Mais surtout, cerise sur la tarte à la crème, la sécurité y excelle. On ne peut être invité·e que par les proches. Chaque nouveau contact ajouté est immédiatement signalé aux parents. C’est évidemment une des nombreuses alternatives à WhatsApp pour les enfants. Plutôt que d’être cruellement jeté·e en pâture dans le groupe Méta et l’immensité de la toile de son réseau, on met le pied de ses enfants et ados à l’étrier en douceur. Les parents n’y jouent pas non plus les espions, puisque leur rôle se limite à donner leur accord aux gamin·es de moins de 13 ans, à avoir accès à la liste de contacts, mais pas aux messages, ni à leurs contenus.

Xooloo Nation

Pour dissiper le doute et garantir que cet article ne navigue pas en plein publi-reportage éhonté, signalons que d’autres applications de ce type existent. Elles fonctionnent sur les mêmes principes. Les parents interrogés nous ont parlé de Monster messenger ou Messenger Kids. À chaque fois, on retrouve les mêmes éléments : sécurité, facilité d’utilisation, autonomie, respect, droit à l’image, contacts limités.
Dans la même famille, il existe des boîtes mail spécialement conçues pour les enfants, comme Net c junior ou encore Mailo Junior. Enfin, KidiConnect est un réseau social intrafamilial, créé pour l’extrascolaire, le trajet école-maison et toute forme de relation à distance, sans plonger directement les enfants dans le grand bain des outils numériques plus grand public.
Valérie Dubost, psychologue, qui guide les parents dans les usages du vaste réseau numérique, trouve que tous ces outils ont cela d’intéressant qu’ils sont un premier pas dans l’univers numérique. Un premier pas accompagné de points d’attention. Elle rappelle notamment qu’il ne s’agit que d’outils.
« Ils ne doivent jamais remplacer la vigilance des parents. Les enfants veulent passer très vite à autre chose. Dès que les premiers copains ont Snap, WhatsApp et ses chaînes qui permettent d’explorer tout internet, ils et elles rêvent de plus. Plus grand, plus cool, plus performant. Ce qui est intéressant, c’est de découvrir ces outils en passant par le prisme de valeurs comme la protection des données personnelles, la source des contacts, le droit à l’oubli… tout ceci va permettre à l’enfant de savoir à quoi être vigilant. »
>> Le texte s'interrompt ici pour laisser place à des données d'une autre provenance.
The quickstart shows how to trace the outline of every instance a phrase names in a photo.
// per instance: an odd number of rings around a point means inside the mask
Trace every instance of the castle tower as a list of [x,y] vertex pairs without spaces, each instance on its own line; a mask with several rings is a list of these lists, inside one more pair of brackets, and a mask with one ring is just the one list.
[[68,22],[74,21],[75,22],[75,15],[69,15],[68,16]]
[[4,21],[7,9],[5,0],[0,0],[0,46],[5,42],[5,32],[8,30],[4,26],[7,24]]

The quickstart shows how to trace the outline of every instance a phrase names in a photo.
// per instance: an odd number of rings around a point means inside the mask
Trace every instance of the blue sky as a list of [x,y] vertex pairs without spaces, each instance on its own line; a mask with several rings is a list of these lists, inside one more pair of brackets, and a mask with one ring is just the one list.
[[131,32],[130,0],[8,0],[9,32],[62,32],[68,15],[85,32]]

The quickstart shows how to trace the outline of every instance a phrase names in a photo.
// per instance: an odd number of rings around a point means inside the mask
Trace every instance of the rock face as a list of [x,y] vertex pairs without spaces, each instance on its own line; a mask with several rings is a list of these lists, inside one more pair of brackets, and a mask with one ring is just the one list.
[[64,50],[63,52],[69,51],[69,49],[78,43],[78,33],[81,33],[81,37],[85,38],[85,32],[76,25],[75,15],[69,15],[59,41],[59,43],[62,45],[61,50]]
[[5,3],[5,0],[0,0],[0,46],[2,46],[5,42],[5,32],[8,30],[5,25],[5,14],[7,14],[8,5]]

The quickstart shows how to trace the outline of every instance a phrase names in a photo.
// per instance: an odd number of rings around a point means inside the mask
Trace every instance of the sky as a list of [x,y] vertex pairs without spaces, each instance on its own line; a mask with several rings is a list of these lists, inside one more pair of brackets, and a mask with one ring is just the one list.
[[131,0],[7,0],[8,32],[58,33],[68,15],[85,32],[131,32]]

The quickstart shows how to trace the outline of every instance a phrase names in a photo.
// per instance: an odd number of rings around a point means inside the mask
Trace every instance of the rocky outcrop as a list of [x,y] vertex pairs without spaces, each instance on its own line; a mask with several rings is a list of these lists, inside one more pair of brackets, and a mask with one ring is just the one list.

Autre point d’attention : toujours bien accompagner ces nouveaux dispositifs de consignes claires. De contrat entre vous et votre novice d’enfant. Si mignonnes soient ces gentilles interfaces inoffensives, elles restent ce qu’Alain Buekenhoudt, formateur et chargé de missions pour un numérique éthique et critique au Cémea, appelle « la première dose ». Il n’est jamais anodin d’inscrire son enfant sur une quelconque plateforme numérique, ni de lui remettre un outil technologique type tablette, smartphone ou autre. Dès le début, un accompagnement parentale est essentiel. Votre rôle ? Vous montrer critique et l’aider à trouver le recul nécessaire face à cet usage de moins en moins anodin.